The combination Guidance that published on the same day addressed the underlying principles to determine the type of marketing submission required for postapproval changes to already-marketed combination products approved as a new drug application (“NDA”), a biologics license application (“BLA”) or a device premarket approval application (“PMA”). The guidance does not apply to combination products approved as other applications, e.g., device premarket notification submission (510(k) applications) or over-the-counter (“OTC”) drugs. In particular, the Guidance includes tablets to help determine the type of submission that FDA would require.

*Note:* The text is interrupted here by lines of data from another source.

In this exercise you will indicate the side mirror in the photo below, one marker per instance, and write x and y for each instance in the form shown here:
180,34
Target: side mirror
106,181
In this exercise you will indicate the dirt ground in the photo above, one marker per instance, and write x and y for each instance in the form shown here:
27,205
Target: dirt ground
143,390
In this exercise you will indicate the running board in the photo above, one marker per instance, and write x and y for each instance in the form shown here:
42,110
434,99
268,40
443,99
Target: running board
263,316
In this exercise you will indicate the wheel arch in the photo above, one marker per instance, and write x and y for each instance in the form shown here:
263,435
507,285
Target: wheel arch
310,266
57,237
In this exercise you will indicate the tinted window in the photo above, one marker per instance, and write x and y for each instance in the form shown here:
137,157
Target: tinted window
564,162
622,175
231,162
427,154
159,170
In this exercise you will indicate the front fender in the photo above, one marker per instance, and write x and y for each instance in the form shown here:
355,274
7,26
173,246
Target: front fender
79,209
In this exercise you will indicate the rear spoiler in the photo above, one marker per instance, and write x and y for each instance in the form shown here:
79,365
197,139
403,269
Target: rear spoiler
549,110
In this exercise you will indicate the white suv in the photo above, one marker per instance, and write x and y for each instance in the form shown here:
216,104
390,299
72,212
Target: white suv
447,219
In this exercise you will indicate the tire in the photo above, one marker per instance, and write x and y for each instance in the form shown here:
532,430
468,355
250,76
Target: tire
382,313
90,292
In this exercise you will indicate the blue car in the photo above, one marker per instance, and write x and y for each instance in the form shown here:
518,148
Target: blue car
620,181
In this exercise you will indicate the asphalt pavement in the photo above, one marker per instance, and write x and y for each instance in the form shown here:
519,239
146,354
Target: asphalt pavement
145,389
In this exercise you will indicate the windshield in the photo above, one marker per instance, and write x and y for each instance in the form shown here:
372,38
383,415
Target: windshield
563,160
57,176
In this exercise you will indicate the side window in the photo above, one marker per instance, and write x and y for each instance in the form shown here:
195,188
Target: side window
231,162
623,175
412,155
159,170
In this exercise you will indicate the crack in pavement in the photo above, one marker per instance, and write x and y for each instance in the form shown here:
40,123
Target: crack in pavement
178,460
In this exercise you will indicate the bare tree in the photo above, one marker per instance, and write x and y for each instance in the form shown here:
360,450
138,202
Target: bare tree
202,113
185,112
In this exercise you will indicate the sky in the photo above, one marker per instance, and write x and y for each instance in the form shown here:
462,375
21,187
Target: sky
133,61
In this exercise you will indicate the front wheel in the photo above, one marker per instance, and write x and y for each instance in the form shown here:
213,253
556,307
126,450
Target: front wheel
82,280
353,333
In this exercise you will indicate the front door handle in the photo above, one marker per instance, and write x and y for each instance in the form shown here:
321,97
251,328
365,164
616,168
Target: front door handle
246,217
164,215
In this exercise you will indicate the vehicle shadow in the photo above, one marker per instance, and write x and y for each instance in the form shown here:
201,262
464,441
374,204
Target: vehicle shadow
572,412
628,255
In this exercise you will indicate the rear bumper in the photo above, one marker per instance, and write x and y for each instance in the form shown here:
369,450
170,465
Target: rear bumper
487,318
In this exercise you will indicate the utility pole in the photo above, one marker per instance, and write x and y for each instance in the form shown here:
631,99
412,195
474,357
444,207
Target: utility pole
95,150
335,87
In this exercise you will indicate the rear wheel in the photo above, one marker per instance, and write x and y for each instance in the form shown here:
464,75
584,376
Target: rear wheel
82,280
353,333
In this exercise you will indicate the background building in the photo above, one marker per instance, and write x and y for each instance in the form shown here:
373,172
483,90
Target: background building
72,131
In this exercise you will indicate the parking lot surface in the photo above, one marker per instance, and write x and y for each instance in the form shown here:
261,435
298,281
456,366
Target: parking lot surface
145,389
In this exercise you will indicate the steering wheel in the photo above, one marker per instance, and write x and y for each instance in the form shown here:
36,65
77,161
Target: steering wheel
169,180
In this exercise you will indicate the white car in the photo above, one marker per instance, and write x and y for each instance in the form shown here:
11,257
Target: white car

In general, for combination products, FDA assigns a lead FDA Center with primary jurisdiction over the product, which is based on the primary mode of action (“PMOA”) of the combination product or other criteria when the PMOA “cannot be determined with reasonable certainty.” In the past, uncertainty arose when only one of the components in a combination product was modified with regard to which FDA Center would be the lead. Not surprisingly, the submission type should correlate to the application type of the lead FDA Center, regardless of whether the change is for the same product type. The chart referenced in the Federal Register Notice may be used largely to identify what the submission will be called, e.g., NDA Prior Approval Supplement, BLA Prior Approval Supplement, PMA 180-day Supplement, or PMA Panel-Track. The Guidance also includes a host of helpful list of guidances to consult in the submission process for product modifications.
Together, the Final Rule and Guidance appear to be a start in the right direction for manufactures to gain greater insight how to maintain combination products over time. As more companies seek to manufacture single-entity or co-packaged combination products to meet additional needs, e.g., treatments with multiple modes of action or genetic or other screening diagnostics copackaged with treatment options, these types of documents will be increasingly important to track and be utilized to increase efficient marketing of these products.